El cuarto de siglo posterior a su retorno a la Argentina fueron los años en que nuestros vínculos fueron más estrechos, en sus casas (del “Palacio de los gansos” al viejo Palermo) y en las mías. Recuerdo con nostalgia esos años, en los que todavía ni la Argentina ni la vida académica se habían desbarrancado, mientras José Carlos maduraba esa exitosa idea acerca del anacronismo de hablar de nacionalidad argentina y argentinos en 1810 y en los años sucesivos. Venía aquí a insertar una pica que como una línea critica se confrontaba con la versión canónica de la historiografía argentina, que comenzaba con Mitre, si no antes. Una mirada que podría pensarse en continuidad con otras miradas desde un punto de vista. Punto que también podría percibirse en su posterior postulación de la existencia de un orden constitucional, aunque fuese sui generis, en el período 1810-1853, que combatía la idea predominante de ver esa época como pura anarquía y barbarie (“Ciudades, provincia, Estados”, 2007).
Aunque no recuerdo que él hubiese tematizado el problema del perspectivismo sí había habilitado, en sede conceptual, la existencia de posibles lecturas alternativas del pasado. En cualquier caso, nunca dejó de admitir los problemas inherentes a la teoría del conocimiento, y aquí había otro hecho diferencial: por limitada que hubiese sido, según él, su formación universitaria en filosofía, no dejó de sedimentar lecturas y capacidad analítica. Basta recordar un pasaje de sus recuerdos autobiográficos: “no hay prueba empírica para decir que son ciertos el realismo (a veces mal llamado materialismo) o el idealismo gnoseológicos. Es por eso que pienso que podríamos decir que, de hecho, los científicos han trabajado por lo general como si el mundo exterior a la conciencia existiese y como si pudiese ser conocido”. O este otro: “Es también necesario advertir que, tras todas estas expectativas hacia la Historia, está la irresuelta cuestión de si realmente se puede conocer lo que pasó tal como fue. Hay aquí un problema insoluble”. Problematizaciones que contribuían a enriquecer su labor como historiador, no a relativizarla.

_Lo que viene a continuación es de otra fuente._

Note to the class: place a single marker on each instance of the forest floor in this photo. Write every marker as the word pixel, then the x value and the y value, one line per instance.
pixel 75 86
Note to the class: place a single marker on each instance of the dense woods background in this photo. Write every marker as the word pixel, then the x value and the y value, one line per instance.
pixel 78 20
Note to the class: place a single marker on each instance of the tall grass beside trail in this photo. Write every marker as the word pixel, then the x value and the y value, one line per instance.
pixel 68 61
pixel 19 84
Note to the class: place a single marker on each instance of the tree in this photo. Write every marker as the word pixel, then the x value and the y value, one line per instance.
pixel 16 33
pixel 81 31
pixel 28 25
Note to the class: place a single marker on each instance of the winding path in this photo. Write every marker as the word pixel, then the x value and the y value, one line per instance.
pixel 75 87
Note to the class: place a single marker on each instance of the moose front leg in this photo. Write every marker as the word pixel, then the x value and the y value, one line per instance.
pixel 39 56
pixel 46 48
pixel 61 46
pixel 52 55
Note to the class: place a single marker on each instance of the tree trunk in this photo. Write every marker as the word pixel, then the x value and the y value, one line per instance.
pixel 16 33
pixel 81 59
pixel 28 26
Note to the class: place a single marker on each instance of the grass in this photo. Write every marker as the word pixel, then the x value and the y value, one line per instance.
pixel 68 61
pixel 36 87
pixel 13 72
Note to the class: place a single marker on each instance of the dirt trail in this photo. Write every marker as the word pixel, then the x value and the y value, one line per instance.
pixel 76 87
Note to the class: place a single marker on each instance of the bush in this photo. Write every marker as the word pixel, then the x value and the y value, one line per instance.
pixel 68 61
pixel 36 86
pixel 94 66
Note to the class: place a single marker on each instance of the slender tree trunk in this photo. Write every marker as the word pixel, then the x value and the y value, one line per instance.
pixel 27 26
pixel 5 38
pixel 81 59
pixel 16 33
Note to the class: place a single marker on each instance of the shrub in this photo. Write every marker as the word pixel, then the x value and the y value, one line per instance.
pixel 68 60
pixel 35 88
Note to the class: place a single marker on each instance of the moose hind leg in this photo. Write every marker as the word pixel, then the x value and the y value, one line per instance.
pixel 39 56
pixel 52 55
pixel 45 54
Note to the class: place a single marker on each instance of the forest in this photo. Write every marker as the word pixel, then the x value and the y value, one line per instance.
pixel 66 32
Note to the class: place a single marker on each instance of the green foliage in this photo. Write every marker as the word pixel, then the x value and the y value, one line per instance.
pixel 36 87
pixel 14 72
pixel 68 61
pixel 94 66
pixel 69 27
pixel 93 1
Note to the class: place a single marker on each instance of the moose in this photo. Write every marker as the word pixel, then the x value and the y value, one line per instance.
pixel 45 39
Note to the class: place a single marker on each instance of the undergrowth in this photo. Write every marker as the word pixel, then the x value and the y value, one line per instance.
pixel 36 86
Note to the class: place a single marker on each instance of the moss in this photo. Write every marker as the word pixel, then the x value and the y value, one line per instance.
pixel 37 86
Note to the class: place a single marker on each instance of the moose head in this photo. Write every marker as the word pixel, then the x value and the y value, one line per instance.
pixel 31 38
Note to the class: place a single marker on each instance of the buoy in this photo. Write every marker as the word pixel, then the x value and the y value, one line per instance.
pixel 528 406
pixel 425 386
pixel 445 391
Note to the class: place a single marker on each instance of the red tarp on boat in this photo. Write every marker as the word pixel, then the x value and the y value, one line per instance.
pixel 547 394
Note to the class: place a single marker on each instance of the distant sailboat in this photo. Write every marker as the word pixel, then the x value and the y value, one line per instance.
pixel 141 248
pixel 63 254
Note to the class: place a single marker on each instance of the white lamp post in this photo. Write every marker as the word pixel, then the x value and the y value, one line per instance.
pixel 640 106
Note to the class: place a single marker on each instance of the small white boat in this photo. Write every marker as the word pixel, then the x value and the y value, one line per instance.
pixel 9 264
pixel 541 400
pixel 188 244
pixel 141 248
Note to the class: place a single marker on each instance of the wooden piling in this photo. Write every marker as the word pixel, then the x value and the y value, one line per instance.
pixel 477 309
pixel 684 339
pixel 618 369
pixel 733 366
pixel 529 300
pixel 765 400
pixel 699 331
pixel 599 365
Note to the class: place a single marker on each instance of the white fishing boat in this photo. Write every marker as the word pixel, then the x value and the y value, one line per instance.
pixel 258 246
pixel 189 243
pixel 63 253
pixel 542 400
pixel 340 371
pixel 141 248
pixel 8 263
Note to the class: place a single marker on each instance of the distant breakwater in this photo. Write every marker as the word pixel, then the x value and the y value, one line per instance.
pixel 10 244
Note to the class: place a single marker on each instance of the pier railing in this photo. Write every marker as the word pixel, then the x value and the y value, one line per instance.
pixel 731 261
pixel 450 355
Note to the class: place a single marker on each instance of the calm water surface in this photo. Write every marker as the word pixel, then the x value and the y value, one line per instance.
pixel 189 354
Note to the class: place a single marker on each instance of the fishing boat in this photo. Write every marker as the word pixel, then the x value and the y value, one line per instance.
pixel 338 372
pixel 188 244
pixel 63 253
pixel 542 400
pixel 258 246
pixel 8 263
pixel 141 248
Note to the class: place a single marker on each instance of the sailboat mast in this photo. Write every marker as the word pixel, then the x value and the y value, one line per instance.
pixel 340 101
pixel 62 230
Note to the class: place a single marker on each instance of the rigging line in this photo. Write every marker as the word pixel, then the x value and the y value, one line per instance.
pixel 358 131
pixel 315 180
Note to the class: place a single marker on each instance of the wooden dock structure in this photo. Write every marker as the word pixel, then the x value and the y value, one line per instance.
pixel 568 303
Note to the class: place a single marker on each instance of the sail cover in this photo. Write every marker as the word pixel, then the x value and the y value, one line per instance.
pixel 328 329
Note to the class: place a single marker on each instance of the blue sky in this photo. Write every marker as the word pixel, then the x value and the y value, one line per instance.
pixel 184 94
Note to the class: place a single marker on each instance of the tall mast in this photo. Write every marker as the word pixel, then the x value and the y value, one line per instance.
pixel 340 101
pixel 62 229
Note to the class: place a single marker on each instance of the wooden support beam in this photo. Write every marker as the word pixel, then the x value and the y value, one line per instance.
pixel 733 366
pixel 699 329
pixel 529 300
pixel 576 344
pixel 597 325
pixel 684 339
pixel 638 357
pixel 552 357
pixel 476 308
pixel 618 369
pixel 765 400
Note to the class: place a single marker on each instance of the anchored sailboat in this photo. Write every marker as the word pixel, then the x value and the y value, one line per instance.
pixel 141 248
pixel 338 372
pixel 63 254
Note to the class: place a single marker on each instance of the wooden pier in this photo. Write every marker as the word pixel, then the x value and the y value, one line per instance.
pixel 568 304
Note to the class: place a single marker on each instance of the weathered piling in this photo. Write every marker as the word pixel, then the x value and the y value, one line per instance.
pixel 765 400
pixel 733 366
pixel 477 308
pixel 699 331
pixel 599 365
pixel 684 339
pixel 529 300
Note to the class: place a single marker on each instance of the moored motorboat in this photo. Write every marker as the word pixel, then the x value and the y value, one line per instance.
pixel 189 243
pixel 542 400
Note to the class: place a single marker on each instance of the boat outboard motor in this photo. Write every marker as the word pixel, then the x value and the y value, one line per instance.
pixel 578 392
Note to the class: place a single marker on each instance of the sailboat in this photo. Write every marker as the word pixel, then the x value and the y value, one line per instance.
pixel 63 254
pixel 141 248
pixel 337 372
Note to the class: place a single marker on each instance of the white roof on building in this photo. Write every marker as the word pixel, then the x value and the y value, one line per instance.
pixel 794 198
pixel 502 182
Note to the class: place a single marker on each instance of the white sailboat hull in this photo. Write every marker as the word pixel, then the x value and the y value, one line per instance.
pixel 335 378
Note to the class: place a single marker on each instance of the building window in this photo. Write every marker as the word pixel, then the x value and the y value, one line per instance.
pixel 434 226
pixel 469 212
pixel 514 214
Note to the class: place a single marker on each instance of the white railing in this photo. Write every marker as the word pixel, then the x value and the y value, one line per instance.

Debo, finalmente, recordar su generosidad para conmigo y agradecer que me haya dado un lugar entre los senadores de esa especie de monarquía que él ejercía en el Instituto Ravignani, y que me haya también abierto las puertas de prestigiosas editoriales en las que era el verdadero factótum. Debo agradecerle, aún más, su conversación a ratos pugnaz, a ratos concesiva y afable, pero siempre muy inteligente e interesante. Por detrás de ella, estaba esa mirada taciturna, alterada con momentos en que aparecía una sonrisa no exenta de picardía. Y sin embargo, a la hora de concluir, emergen en mi recuerdo otras cosas banales que, como dijo una vez Borges, no sabrán nunca que nos hemos ido: un saco de tweed, unas corbatas de las que presumía, unos guantes para manejar, una pipa que era ya un recuerdo o esos “berretti” inconfundibles que hacían pensar en un sobrio “notabile” siciliano, si no hubiésemos sabido que era, en realidad, un gran historiador argentino.